He was a natural at horror and vampire roles, starring as Van Helsing in Dario Argento’s “Dracula 3D,” and as the vampire Barlow in the 2004 miniseries adaptation of Stephen King’s “Salem’s Lot” along with Rob Lowe, Andre Braugher and Donald Sutherland.

Handsome, energetic and fluent in several languages, Hauer made his first mark in the late ‘60s in the Netherlands as the star of Paul Verhoeven’s medieval TV series “Floris.” He vaulted to the top ranks of Dutch stardom in 1973 opposite Monique van de Ven in Verhoeven’s sexually explosive drama “Turkish Delight,” which became a box-office smash and garnered an Oscar nod as best foreign film.

After three more Dutch features with Verhoeven that became art-house successes in the U.S., Hauer segued to a Hollywood career with a flashy role as a terrorist in the 1981 Sylvester Stallone thriller “Nighthawks.”

Hauer increasingly turned to action-oriented parts in the ‘80s: He toplined the big-budget fantasy “Ladyhawke” (1985), reteamed with fellow Hollywood transplant Verhoeven in the sword-and-armor epic “Flesh & Blood” (1985), starred as a psychotic killer in “The Hitcher” (1986), and took Steve McQueen’s shotgun-toting bounty hunter role in a modern reboot of the TV Western “Wanted: Dead or Alive” (1986).

His major artistic triumph came in Ermanno Olmi’s Italian production “The Legend of the Holy Drinker” (1988); his sensitive turn as a homeless drunk and petty criminal who finds redemption in Paris carried the feature, which collected the Golden Lion at the Venice Film Festival.

During the ‘90s, Hauer gravitated to more routine roles in American and international productions and played the vampire lord Lothos in the original film version of “Buffy the Vampire Slayer.”

He debuted as a small screen star as Nazi official Albert Speer in the 1982 telefilm adaptation of Speer’s book “Inside the Third Reich.” His most admired TV work came in projects that turned on World War II themes: He received Golden Globe nominations for his performances as the leader of a concentration camp revolt in “Escape From Sobibor” (1987) and an SS officer in the alternate-universe drama “Fatherland” (1994).

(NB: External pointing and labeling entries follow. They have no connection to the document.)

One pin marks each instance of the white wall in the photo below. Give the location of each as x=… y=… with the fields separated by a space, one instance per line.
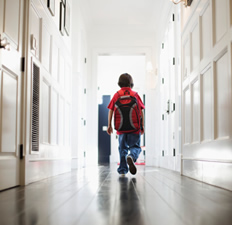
x=206 y=88
x=79 y=83
x=52 y=54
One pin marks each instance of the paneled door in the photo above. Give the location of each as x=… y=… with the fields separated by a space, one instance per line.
x=10 y=92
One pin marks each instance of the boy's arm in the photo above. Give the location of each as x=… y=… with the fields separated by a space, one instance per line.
x=110 y=115
x=142 y=130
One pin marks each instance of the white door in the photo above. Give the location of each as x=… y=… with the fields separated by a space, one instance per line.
x=10 y=89
x=168 y=98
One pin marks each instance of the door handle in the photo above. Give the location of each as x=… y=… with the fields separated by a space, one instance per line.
x=4 y=43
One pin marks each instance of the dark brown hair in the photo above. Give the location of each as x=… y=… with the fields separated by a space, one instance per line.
x=125 y=80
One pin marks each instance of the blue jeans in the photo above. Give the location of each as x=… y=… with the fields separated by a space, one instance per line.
x=128 y=142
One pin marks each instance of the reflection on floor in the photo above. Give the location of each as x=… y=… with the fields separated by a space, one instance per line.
x=98 y=196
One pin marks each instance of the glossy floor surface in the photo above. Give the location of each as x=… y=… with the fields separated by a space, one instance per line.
x=98 y=196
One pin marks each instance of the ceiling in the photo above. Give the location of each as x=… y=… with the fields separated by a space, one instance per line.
x=140 y=15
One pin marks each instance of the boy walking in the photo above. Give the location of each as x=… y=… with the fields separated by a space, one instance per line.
x=129 y=134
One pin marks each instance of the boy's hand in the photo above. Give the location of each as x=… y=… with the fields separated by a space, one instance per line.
x=109 y=130
x=142 y=130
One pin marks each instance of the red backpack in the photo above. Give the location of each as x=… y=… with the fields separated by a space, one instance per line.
x=127 y=112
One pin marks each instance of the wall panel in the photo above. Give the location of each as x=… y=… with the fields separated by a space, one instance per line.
x=222 y=97
x=55 y=60
x=206 y=35
x=61 y=70
x=187 y=117
x=220 y=19
x=195 y=46
x=9 y=112
x=207 y=105
x=45 y=112
x=61 y=121
x=54 y=117
x=11 y=20
x=46 y=48
x=196 y=111
x=35 y=28
x=186 y=59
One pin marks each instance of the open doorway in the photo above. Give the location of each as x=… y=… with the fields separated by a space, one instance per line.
x=110 y=67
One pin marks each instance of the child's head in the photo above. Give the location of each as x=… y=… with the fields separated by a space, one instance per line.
x=125 y=80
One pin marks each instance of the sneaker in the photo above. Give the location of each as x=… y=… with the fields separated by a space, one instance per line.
x=131 y=165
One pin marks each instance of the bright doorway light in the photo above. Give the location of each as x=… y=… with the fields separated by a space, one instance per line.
x=110 y=67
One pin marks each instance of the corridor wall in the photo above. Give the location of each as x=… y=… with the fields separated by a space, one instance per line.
x=206 y=92
x=47 y=48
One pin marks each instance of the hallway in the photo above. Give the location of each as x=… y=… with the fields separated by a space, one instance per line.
x=97 y=195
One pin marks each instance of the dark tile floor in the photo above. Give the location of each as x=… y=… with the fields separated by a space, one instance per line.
x=98 y=196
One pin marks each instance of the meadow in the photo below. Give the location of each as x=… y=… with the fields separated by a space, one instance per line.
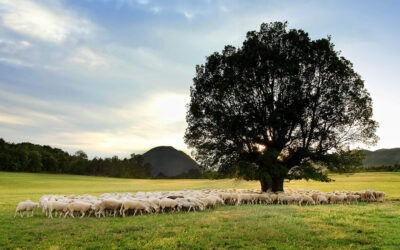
x=366 y=226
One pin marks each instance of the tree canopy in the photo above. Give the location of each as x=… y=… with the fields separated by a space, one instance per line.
x=277 y=107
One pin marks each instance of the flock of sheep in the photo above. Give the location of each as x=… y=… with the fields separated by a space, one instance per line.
x=188 y=200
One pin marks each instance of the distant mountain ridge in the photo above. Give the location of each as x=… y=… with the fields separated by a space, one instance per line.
x=169 y=162
x=382 y=157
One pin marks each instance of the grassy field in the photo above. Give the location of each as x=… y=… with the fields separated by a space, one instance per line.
x=366 y=226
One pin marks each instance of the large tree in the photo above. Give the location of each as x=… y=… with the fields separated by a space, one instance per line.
x=277 y=107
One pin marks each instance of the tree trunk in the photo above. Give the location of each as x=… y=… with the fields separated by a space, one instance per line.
x=277 y=184
x=264 y=186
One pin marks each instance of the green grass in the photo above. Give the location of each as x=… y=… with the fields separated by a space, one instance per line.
x=366 y=226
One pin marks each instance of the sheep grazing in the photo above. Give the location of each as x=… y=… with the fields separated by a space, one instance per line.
x=125 y=204
x=135 y=205
x=380 y=196
x=78 y=206
x=27 y=206
x=110 y=204
x=56 y=206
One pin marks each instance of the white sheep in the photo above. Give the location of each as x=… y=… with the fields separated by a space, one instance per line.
x=27 y=206
x=78 y=206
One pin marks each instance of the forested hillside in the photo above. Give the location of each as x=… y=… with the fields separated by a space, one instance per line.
x=28 y=157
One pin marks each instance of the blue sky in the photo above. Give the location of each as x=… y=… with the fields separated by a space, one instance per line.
x=113 y=77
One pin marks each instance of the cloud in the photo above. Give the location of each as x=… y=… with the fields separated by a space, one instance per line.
x=15 y=62
x=153 y=120
x=12 y=47
x=188 y=15
x=155 y=9
x=31 y=19
x=86 y=57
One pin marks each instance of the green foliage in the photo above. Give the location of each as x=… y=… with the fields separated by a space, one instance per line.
x=280 y=101
x=28 y=157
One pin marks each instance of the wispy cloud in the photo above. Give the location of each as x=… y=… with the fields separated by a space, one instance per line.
x=34 y=20
x=87 y=58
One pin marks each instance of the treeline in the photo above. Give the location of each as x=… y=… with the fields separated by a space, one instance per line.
x=383 y=168
x=28 y=157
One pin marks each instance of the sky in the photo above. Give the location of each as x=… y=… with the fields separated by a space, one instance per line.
x=112 y=77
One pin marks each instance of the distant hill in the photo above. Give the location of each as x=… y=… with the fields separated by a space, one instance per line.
x=167 y=161
x=382 y=157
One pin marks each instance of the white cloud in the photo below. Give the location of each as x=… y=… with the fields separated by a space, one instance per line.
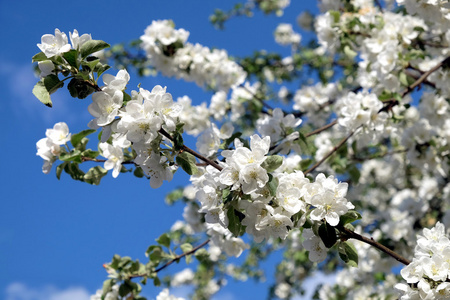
x=20 y=291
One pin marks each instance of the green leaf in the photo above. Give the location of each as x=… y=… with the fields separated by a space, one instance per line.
x=348 y=254
x=305 y=163
x=78 y=88
x=227 y=196
x=42 y=94
x=94 y=175
x=187 y=162
x=138 y=172
x=59 y=169
x=124 y=289
x=107 y=285
x=72 y=58
x=403 y=79
x=164 y=240
x=76 y=138
x=328 y=235
x=186 y=247
x=234 y=222
x=100 y=68
x=174 y=195
x=89 y=153
x=272 y=185
x=350 y=52
x=39 y=57
x=92 y=46
x=349 y=217
x=156 y=281
x=74 y=155
x=272 y=163
x=91 y=64
x=177 y=141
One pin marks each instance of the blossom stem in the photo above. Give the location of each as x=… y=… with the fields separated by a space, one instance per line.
x=189 y=150
x=425 y=75
x=353 y=235
x=178 y=257
x=323 y=128
x=342 y=142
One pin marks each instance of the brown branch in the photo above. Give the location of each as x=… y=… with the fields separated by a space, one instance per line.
x=425 y=76
x=85 y=158
x=189 y=150
x=178 y=257
x=319 y=130
x=353 y=235
x=342 y=142
x=361 y=159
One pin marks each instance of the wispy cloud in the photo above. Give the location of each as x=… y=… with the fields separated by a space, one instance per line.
x=20 y=291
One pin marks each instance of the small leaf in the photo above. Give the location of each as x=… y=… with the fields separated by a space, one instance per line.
x=72 y=58
x=174 y=195
x=349 y=217
x=234 y=222
x=76 y=138
x=74 y=155
x=187 y=162
x=42 y=94
x=272 y=185
x=328 y=235
x=272 y=163
x=89 y=153
x=164 y=240
x=138 y=172
x=107 y=285
x=156 y=281
x=186 y=247
x=348 y=254
x=94 y=175
x=92 y=46
x=124 y=289
x=59 y=169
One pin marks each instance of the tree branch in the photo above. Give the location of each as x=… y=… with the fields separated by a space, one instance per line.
x=182 y=255
x=353 y=235
x=319 y=130
x=342 y=142
x=189 y=150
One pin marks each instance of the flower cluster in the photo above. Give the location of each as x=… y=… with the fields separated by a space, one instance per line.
x=169 y=53
x=54 y=45
x=267 y=214
x=280 y=128
x=49 y=148
x=135 y=123
x=428 y=274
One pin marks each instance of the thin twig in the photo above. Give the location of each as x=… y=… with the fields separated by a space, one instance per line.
x=353 y=235
x=424 y=76
x=342 y=142
x=319 y=130
x=189 y=150
x=178 y=257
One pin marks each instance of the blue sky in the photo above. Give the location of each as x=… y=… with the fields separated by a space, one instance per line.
x=55 y=235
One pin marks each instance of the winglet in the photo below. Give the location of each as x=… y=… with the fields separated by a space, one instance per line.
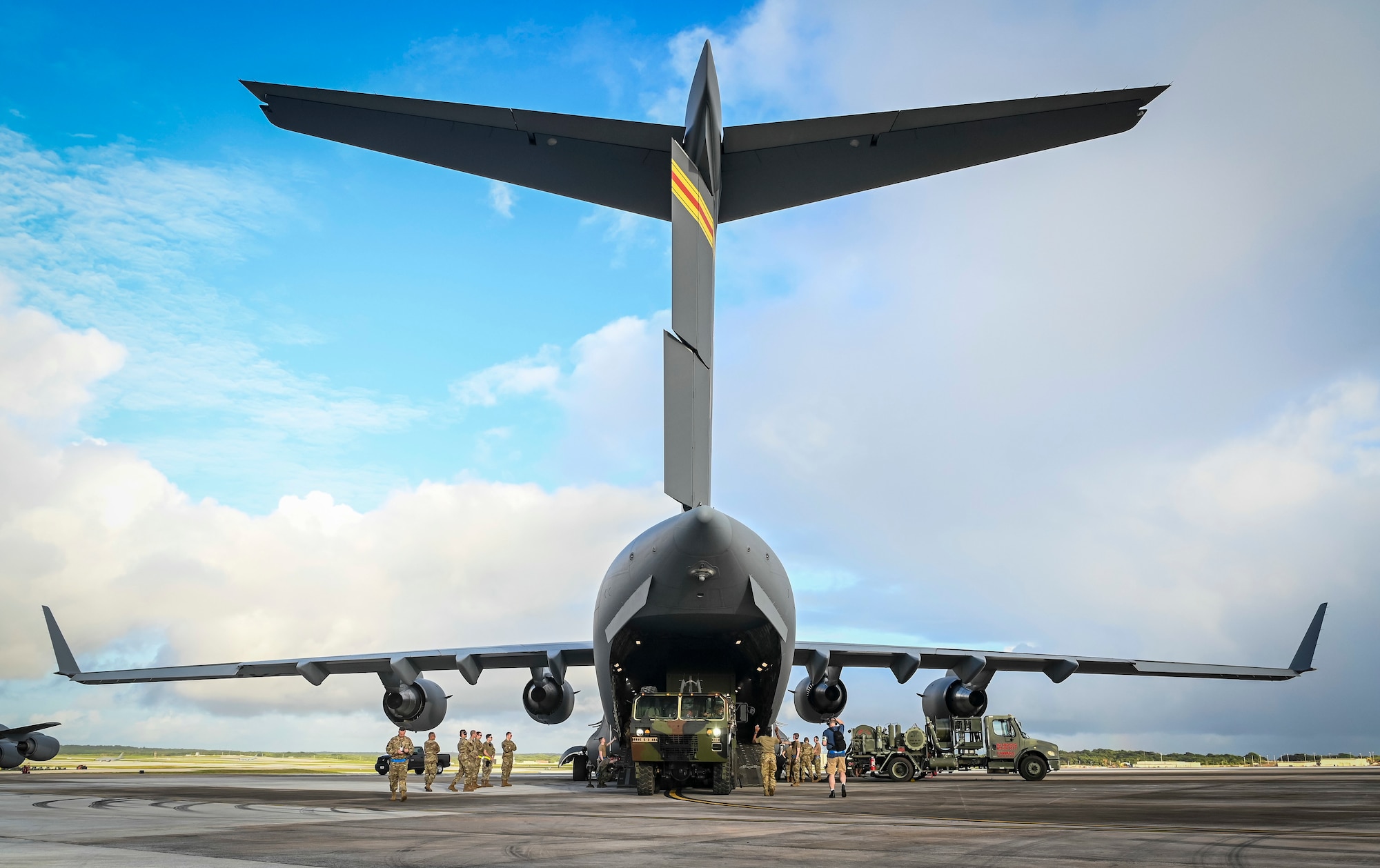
x=67 y=663
x=1303 y=658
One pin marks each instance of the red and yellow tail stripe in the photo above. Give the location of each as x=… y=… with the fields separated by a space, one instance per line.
x=689 y=195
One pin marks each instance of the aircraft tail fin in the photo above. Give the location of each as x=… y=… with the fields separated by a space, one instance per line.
x=1303 y=658
x=67 y=663
x=689 y=353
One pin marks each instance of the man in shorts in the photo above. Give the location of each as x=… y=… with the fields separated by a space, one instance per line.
x=837 y=744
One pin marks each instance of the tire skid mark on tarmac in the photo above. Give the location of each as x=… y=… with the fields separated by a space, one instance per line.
x=1038 y=825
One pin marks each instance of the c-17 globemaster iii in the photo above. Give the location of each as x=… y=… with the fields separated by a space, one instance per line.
x=699 y=604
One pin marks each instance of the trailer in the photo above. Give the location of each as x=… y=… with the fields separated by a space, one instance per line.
x=996 y=744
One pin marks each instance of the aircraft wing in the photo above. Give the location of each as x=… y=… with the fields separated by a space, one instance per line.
x=768 y=168
x=24 y=731
x=619 y=164
x=979 y=667
x=404 y=666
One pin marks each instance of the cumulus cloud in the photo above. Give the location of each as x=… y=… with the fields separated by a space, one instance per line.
x=46 y=369
x=502 y=198
x=141 y=575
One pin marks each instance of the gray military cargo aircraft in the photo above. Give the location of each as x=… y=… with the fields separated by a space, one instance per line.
x=699 y=597
x=26 y=744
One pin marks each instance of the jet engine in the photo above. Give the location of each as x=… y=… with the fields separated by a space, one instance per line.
x=819 y=703
x=38 y=747
x=549 y=702
x=420 y=706
x=950 y=698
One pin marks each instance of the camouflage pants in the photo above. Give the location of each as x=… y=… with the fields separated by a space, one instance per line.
x=398 y=779
x=769 y=776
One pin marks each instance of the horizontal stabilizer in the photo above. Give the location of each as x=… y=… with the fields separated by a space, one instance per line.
x=768 y=168
x=765 y=168
x=619 y=164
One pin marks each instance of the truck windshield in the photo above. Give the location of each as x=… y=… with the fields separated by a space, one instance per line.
x=702 y=709
x=656 y=707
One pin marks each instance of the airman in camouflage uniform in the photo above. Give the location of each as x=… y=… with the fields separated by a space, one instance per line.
x=400 y=751
x=794 y=758
x=768 y=746
x=460 y=761
x=475 y=757
x=431 y=756
x=510 y=749
x=488 y=760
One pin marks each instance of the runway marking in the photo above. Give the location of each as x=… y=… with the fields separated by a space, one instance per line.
x=677 y=796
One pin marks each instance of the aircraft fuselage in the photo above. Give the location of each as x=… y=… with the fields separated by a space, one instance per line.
x=698 y=598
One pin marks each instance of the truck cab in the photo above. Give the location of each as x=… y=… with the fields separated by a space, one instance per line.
x=996 y=743
x=682 y=738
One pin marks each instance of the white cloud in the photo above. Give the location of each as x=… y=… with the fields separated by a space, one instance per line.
x=526 y=376
x=502 y=198
x=46 y=369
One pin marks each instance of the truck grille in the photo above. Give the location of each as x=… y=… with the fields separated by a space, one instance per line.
x=678 y=749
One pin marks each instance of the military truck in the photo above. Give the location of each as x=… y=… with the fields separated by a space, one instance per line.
x=682 y=739
x=994 y=743
x=416 y=764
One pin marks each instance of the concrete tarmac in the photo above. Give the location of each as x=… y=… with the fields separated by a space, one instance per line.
x=1172 y=818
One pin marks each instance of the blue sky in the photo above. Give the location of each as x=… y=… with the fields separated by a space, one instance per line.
x=1121 y=397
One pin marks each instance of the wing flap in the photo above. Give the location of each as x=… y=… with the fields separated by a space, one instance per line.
x=469 y=662
x=1058 y=667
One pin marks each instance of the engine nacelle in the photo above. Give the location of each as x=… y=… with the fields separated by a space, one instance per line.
x=38 y=747
x=10 y=756
x=420 y=706
x=822 y=702
x=546 y=702
x=950 y=698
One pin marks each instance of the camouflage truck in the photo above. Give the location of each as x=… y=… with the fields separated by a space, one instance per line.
x=682 y=739
x=994 y=743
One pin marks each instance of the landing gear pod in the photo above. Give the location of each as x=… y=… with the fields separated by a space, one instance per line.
x=546 y=702
x=822 y=702
x=420 y=706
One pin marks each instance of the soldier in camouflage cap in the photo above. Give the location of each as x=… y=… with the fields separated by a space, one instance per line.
x=400 y=751
x=460 y=761
x=768 y=746
x=510 y=749
x=431 y=756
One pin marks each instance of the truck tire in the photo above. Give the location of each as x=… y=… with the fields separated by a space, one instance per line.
x=1033 y=768
x=722 y=780
x=647 y=775
x=899 y=769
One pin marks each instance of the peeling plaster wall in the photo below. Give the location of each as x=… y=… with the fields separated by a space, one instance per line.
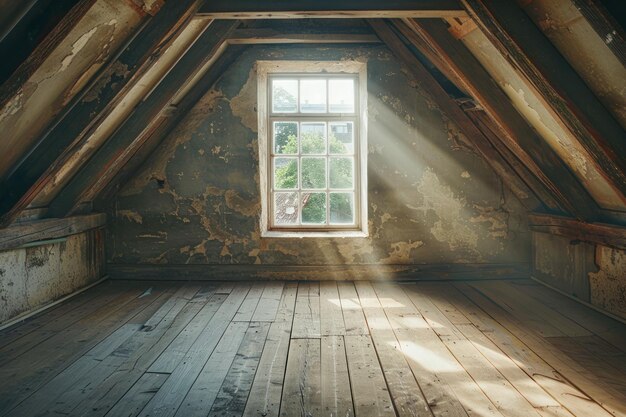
x=35 y=276
x=584 y=49
x=432 y=199
x=592 y=273
x=529 y=104
x=62 y=75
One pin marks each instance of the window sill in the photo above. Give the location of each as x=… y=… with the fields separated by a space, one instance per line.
x=321 y=234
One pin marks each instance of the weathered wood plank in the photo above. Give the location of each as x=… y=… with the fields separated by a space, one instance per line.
x=450 y=108
x=336 y=393
x=306 y=322
x=604 y=234
x=231 y=400
x=592 y=399
x=27 y=68
x=331 y=316
x=205 y=389
x=116 y=151
x=269 y=303
x=266 y=390
x=166 y=123
x=249 y=305
x=271 y=36
x=406 y=394
x=519 y=137
x=23 y=233
x=352 y=312
x=87 y=379
x=250 y=9
x=59 y=143
x=106 y=395
x=239 y=272
x=172 y=393
x=302 y=390
x=131 y=404
x=369 y=389
x=18 y=382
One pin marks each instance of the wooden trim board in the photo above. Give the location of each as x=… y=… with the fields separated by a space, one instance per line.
x=23 y=233
x=231 y=272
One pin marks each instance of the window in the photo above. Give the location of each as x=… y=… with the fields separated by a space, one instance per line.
x=312 y=148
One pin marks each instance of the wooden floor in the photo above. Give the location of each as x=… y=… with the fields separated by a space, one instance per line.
x=488 y=348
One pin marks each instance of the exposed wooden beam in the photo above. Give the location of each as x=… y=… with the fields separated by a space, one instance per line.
x=131 y=135
x=22 y=234
x=448 y=106
x=31 y=23
x=603 y=234
x=304 y=9
x=12 y=85
x=90 y=107
x=605 y=26
x=103 y=194
x=559 y=183
x=524 y=45
x=271 y=36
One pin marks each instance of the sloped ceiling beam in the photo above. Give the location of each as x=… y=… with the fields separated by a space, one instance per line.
x=23 y=72
x=169 y=120
x=524 y=45
x=518 y=136
x=96 y=101
x=301 y=9
x=23 y=25
x=129 y=137
x=447 y=105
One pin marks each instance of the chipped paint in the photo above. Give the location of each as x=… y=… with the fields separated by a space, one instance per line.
x=608 y=284
x=65 y=71
x=33 y=277
x=201 y=187
x=527 y=101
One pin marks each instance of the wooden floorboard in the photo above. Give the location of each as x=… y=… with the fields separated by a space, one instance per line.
x=270 y=349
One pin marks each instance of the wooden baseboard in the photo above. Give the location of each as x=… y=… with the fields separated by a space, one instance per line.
x=27 y=314
x=319 y=272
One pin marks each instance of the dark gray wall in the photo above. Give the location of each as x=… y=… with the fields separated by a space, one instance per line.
x=432 y=199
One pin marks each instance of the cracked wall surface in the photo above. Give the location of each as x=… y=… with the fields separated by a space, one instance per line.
x=432 y=199
x=592 y=273
x=35 y=276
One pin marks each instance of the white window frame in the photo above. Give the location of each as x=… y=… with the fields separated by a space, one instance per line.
x=268 y=69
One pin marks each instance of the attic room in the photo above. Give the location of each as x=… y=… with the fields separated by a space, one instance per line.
x=313 y=208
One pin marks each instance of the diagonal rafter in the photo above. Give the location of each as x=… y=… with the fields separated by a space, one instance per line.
x=105 y=191
x=518 y=136
x=94 y=103
x=137 y=128
x=524 y=45
x=577 y=204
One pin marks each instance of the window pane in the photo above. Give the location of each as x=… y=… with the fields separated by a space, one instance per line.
x=313 y=173
x=312 y=96
x=284 y=96
x=341 y=172
x=341 y=140
x=341 y=95
x=286 y=137
x=313 y=138
x=285 y=173
x=314 y=208
x=285 y=208
x=342 y=208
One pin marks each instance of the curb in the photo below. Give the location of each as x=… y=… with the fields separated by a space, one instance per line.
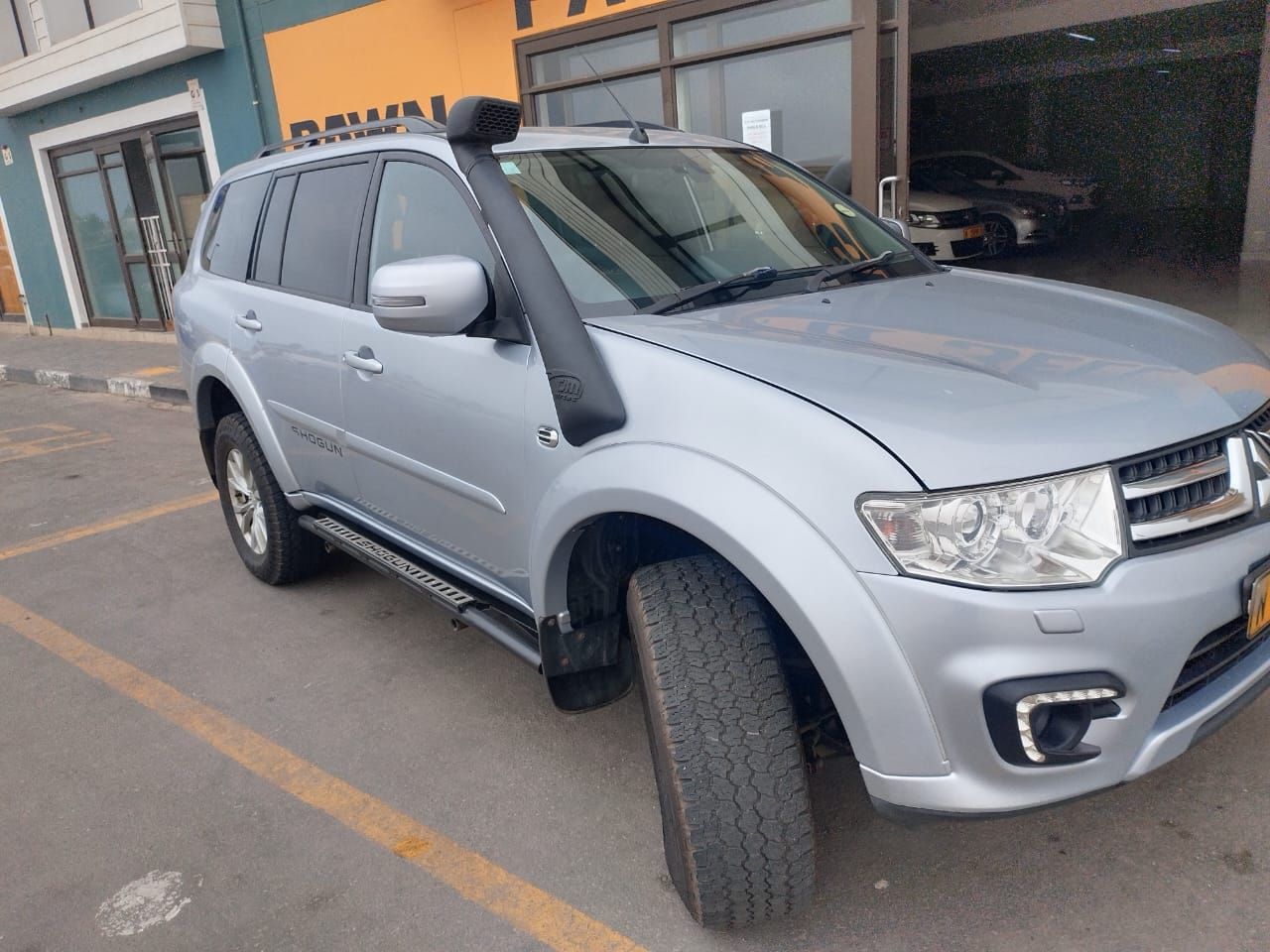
x=132 y=388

He was born Jan. 23, 1944, in Breukelen, the Netherlands, near Amsterdam. Though both his parents were acting teachers, he took a circuitous route to the craft. He ran away from home at 15 to join the Dutch merchant navy; after returning to Amsterdam in 1962 he briefly studied acting, but exited school again for a stint in the army.

Finally committing himself to the stage, he became a member of the touring experimental troupe Noorder Compagnie, in which he acted, directed and served as costume designer and translator for several years.

His major break came in 1969 when Verhoeven cast him in the title role of “Floris,” an Ivanhoe-like knight who becomes embroiled in court intrigue upon his return from the Crusades. The show proved wildly popular, and Hauer reprised the part in a 1975 revival of the series, “Floris von Rosemund.”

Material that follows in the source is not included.